# How to recover data from accidently formatted drive during installation of Windows?



## kbk_unlimited (Jul 15, 2012)

Hi,
   I happen to format an important drive while installing Windows, drive had all my photos, as I'm a photographer, I really need them back ASAP. How can I get them back?

Please help me.

Thank you!

Kushal.


----------



## dude_gamer (Jul 15, 2012)

Use *Recuva sofware* to recover lost photos.
scan your entire hard disk with this software & yes don't forget to *Enable deep scan.*
Recuva software is freeware.


----------



## topgear (Jul 16, 2012)

get the Easeus Data Recovery Wizard Free Ed. :
Free Partition Recovery Software - Recover Deleted FAT/NTFS/HFS/HFS+/HFSX/Ext2/Ext3 Partition in Windows and Mac OSX.


----------



## Hrishi (Jul 16, 2012)

Use Recuva for recovering pics , its good for that.

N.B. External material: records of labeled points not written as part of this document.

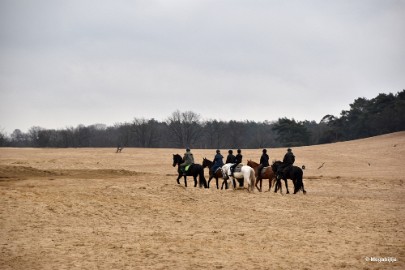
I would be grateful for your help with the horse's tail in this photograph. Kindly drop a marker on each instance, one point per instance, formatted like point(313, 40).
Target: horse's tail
point(202, 178)
point(252, 178)
point(299, 184)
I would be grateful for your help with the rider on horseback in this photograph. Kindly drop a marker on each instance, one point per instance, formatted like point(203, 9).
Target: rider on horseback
point(264, 162)
point(218, 161)
point(237, 159)
point(188, 159)
point(288, 161)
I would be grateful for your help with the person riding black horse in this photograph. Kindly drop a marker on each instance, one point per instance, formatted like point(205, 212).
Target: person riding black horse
point(218, 161)
point(238, 160)
point(288, 161)
point(264, 162)
point(188, 159)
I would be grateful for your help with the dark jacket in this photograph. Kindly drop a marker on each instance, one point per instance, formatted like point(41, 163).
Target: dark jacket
point(218, 162)
point(188, 159)
point(264, 160)
point(289, 158)
point(238, 159)
point(230, 159)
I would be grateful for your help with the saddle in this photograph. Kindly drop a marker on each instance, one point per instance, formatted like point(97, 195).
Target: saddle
point(263, 170)
point(238, 168)
point(185, 169)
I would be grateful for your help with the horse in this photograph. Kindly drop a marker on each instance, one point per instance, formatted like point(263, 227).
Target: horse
point(291, 172)
point(266, 173)
point(246, 172)
point(217, 174)
point(194, 170)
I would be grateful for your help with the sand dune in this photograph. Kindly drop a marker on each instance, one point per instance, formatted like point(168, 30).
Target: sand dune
point(96, 209)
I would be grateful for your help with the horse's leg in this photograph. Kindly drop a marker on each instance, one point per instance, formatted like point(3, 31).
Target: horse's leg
point(224, 182)
point(257, 182)
point(286, 186)
point(178, 179)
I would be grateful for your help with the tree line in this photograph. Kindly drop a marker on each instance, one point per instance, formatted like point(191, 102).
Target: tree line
point(380, 115)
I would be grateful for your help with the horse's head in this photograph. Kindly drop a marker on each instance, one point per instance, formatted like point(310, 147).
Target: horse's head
point(206, 163)
point(177, 159)
point(252, 164)
point(276, 164)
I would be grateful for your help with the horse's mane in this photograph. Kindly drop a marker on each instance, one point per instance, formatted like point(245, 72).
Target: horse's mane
point(254, 163)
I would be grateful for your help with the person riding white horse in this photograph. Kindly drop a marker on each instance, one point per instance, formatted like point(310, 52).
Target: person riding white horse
point(247, 173)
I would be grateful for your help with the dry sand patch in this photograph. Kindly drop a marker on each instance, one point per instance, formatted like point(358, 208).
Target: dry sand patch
point(93, 208)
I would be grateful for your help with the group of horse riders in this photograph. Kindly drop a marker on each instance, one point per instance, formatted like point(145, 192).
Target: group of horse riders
point(288, 160)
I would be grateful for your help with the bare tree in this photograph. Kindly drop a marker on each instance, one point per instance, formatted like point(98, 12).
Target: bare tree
point(145, 132)
point(184, 127)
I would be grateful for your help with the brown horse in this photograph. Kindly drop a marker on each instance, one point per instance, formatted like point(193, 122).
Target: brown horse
point(267, 173)
point(218, 174)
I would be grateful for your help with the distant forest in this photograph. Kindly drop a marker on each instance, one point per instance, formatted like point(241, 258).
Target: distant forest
point(380, 115)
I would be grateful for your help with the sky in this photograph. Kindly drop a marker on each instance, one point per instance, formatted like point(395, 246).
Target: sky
point(65, 63)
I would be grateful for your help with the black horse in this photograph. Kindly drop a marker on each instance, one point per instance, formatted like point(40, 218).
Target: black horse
point(218, 174)
point(291, 172)
point(194, 170)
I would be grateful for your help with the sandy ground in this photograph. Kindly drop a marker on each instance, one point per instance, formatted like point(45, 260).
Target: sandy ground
point(95, 209)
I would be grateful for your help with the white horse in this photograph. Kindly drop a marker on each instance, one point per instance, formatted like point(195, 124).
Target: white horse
point(247, 173)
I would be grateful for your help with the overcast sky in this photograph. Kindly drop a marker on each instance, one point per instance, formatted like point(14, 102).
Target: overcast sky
point(64, 63)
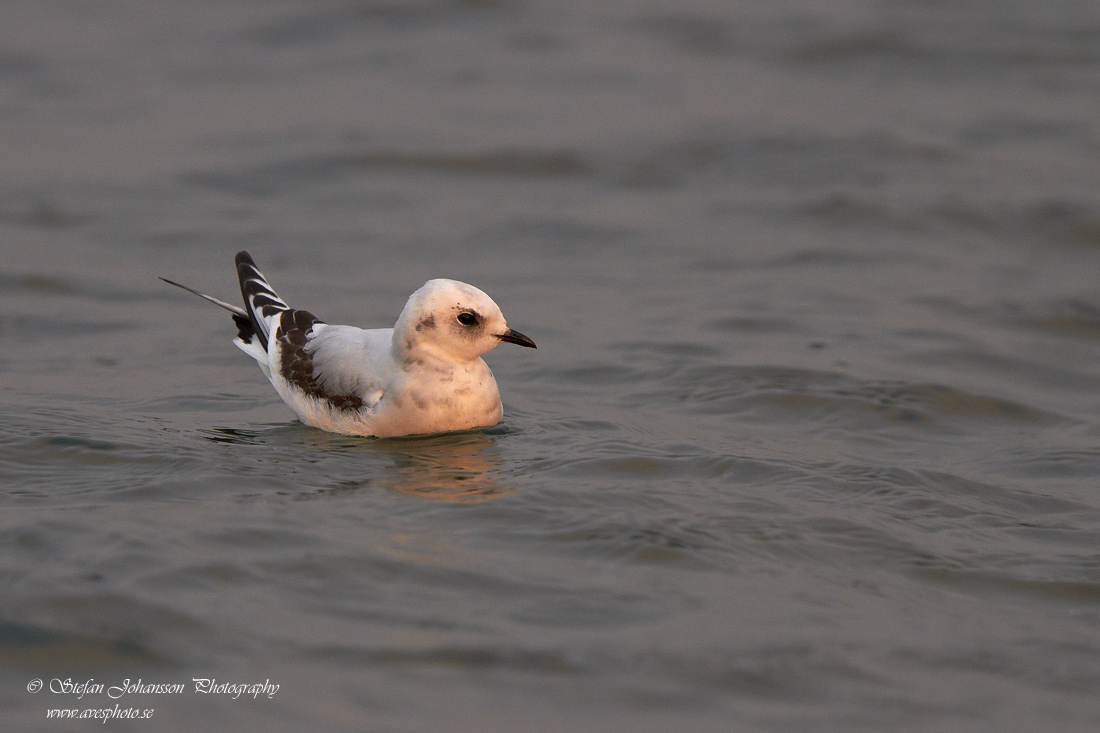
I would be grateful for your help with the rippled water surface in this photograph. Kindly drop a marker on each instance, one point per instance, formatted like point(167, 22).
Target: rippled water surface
point(810, 440)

Make sure that you don't write anything else on your hard drive ,before recovery is successful.Else this will reduce the chances of recovery.
Good Luck.


----------



## kbk_unlimited (Jul 16, 2012)

Rishi. said:


> Use Recuva for recovering pics , its good for that.
> 
> Make sure that you don't write anything else on your hard drive ,before recovery is successful.Else this will reduce the chances of recovery.
> Good Luck.



Thank you, I recovered all my data.


----------